Asla doğru bulmuyoruz. AB’nin yerel yönetim özerklik şartını zaten kabul edilmişti. Belediyeler daha rahat çalışacaklar. Ankara’da bakanların kuyruğuna takılıp para dilenmemesi lazım. Ta 1930’daki kanunda var. Şimdi yerel yönetimler özek dediğim zaman, bazı çevreler vay efendim diyor. Zaten 1930’dan beri var. Geçmişte olanları bilmeniz lazım. Geleceği şekillendirmeniz lazım. Bizim yaptığımız bütün çalışmalar böyle. 30 Ağustos’u kutladık. Beraber değil miydik? O savaşı beraber vermedik mi? Buyurun Çanakkale’ye bakın. Neden ayrışıyoruz, bölünüyoruz? Bizi bölen 13 yıllık siyasal anlayıştır.

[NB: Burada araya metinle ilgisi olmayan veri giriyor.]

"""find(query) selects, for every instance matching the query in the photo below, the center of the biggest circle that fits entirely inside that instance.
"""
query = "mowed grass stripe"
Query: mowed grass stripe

Sokaktaki esnafın sorunlarını dinleyeceksiniz. O sorunları çözeceksiniz siz. Siz bunların hiçbirisini yapmadınız. Yapmadılar bunlar. Oturup görüştüler, Oslo tutanaklarını hatırlıyorsunuz değil mi? Diyor ki bir görevli “sizin silah deposu yığdığınızı çok iyi biliyoruz” İstanbul’un göbeğinde kaleşnikofla sokağı denetleyen insanlar yok muydu? Kim yönetiyordu 13 yıl.